Mas sem perder a ternura jamais! A palma da mão, engelhada de tanto sabonete, os dedos, invisivelmente cortados com a palha de aço, e o próprio rosto, exposto à agressão de vapores bactericidas, conhecerão agora os hidratantes, os umectantes, os emolientes.
Geranióis, carités, lanolinas, limonenos, acrilatos. O coitado do vírus não sabia com quem estava se metendo.
Outros hábitos, além disso, ganham nova força.
Há bastante tempo eu vinha evitando a contaminação do ódio, da burrice e dessa tão paradoxal mistura de ingenuidade e sanguinolência que é característica dos bolsonaristas. Procedo regularmente à eliminação de amizades indesejadas no Facebook; reduzo ao mínimo as leituras de jornal; desdenho os arrependimentos tardios, bloqueio quem devo e quem não devo.
Vivo então numa bolha, dentro de outra bolha; essa coisa de respeitar a opinião do outro não é muito comigo. Menos ainda, a de me interessar pela ignorância e pelo disparate.
Há um mal-entendido, a meu ver, nessa história de “respeitar”. Se alguém acha que a Terra é plana, não sou dos que dizem “respeito a sua opinião”.

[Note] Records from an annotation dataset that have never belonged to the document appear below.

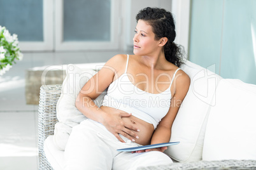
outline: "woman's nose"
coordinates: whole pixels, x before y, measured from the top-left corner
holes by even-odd
[[[137,34],[134,34],[134,36],[133,36],[133,41],[134,41],[134,42],[138,42],[138,38],[137,38]]]

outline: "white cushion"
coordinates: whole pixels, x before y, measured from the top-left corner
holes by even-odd
[[[64,169],[65,164],[64,152],[57,149],[53,143],[53,136],[49,136],[43,146],[45,156],[54,170]]]
[[[96,74],[94,70],[87,70],[86,68],[82,69],[72,64],[67,67],[66,77],[63,82],[61,95],[56,106],[59,122],[55,124],[53,136],[56,147],[62,150],[65,149],[72,128],[87,119],[76,108],[75,101],[83,85]],[[97,66],[98,68],[99,67]],[[94,100],[98,107],[101,105],[105,94],[106,91]]]
[[[222,79],[204,138],[203,159],[256,159],[256,86]]]
[[[170,141],[180,143],[168,147],[165,153],[179,162],[197,161],[202,159],[208,110],[222,77],[189,61],[181,69],[191,82],[172,128]]]

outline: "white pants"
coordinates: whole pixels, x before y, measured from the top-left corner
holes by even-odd
[[[117,149],[141,146],[120,135],[120,142],[101,124],[89,119],[75,126],[65,149],[65,169],[136,169],[141,166],[173,162],[165,154],[152,151],[140,154]]]

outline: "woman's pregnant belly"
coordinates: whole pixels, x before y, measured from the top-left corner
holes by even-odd
[[[101,109],[108,114],[111,114],[113,112],[116,112],[118,110],[124,112],[121,110],[105,106],[101,107]],[[142,145],[150,144],[151,138],[152,137],[154,131],[154,128],[152,124],[146,122],[135,116],[133,116],[132,115],[129,117],[122,117],[122,119],[127,124],[132,125],[139,129],[139,132],[133,131],[133,132],[139,136],[139,139],[134,138],[136,143]]]

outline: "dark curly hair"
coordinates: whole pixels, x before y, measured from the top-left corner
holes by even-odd
[[[183,48],[173,41],[176,37],[175,24],[171,13],[159,8],[147,7],[139,11],[136,16],[137,22],[142,20],[152,27],[155,39],[167,37],[167,42],[164,46],[166,60],[180,67],[182,63]]]

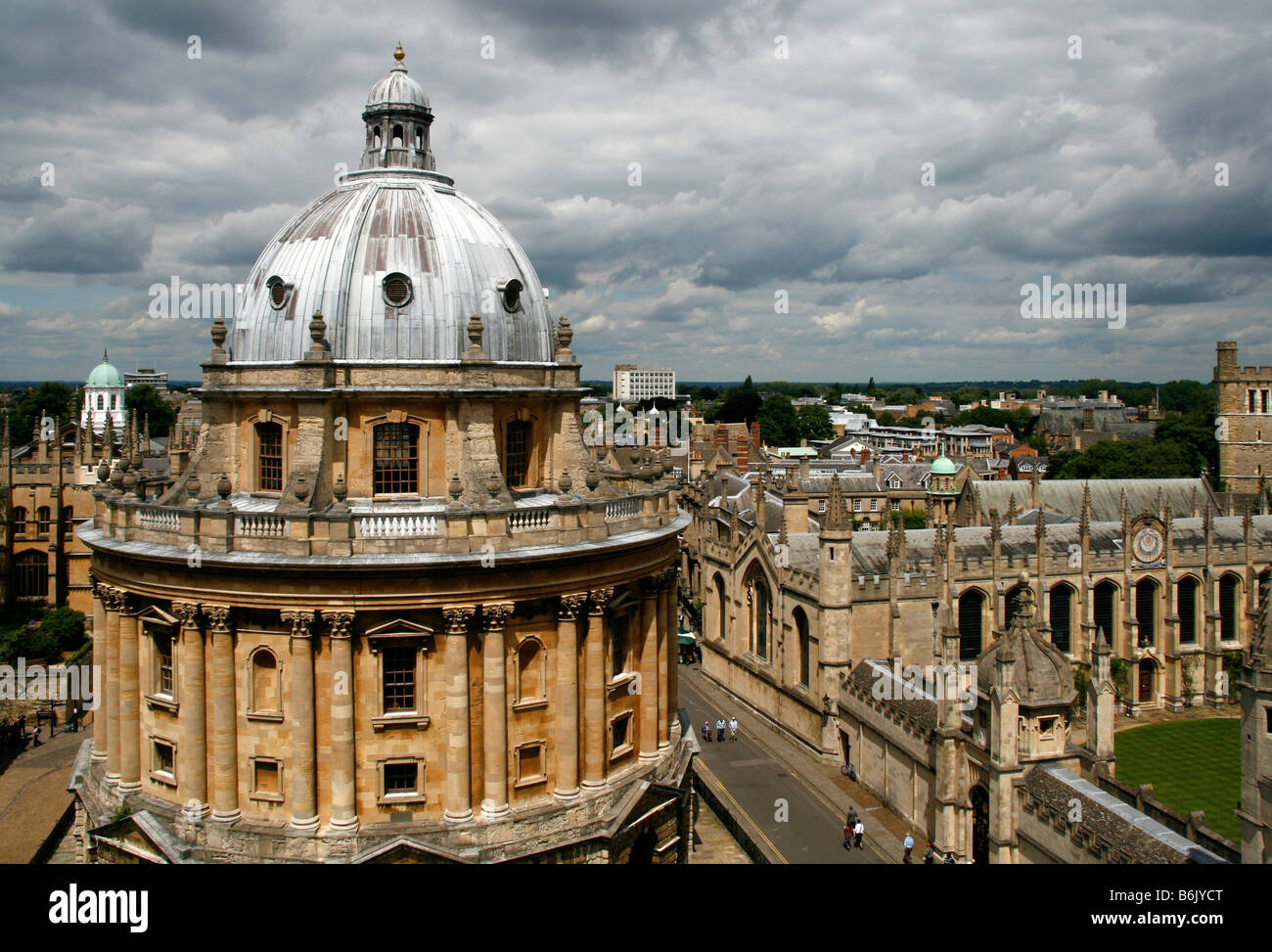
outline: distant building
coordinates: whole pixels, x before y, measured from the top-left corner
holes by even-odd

Não respeito; não há como respeitar. Não dá para tratar apenas como duas “opiniões diferentes” a ideia de que a Terra é um planeta e a crença de que é uma casca de tartaruga gigante, um LP de Nelson Gonçalves ou uma calabresa arremessada ao éter pelo Grande Pizzaiolo.
Trata-se de respeitar, eu acho, não uma opinião absurda, mas sim o sofrimento, a neurose, a doença de quem a emite.
Respeito a pessoa —o fundo bom dessa pessoa— que acredita na loucura; a menos, claro, que venha com socos e bandeiradas para cima de mim.
Serão sintomas, talvez. Não respeito a doença. Não a quero por perto. Mas rezo de mãos juntas (e com muito desinfetante por cima) para que todos se recuperem depressa.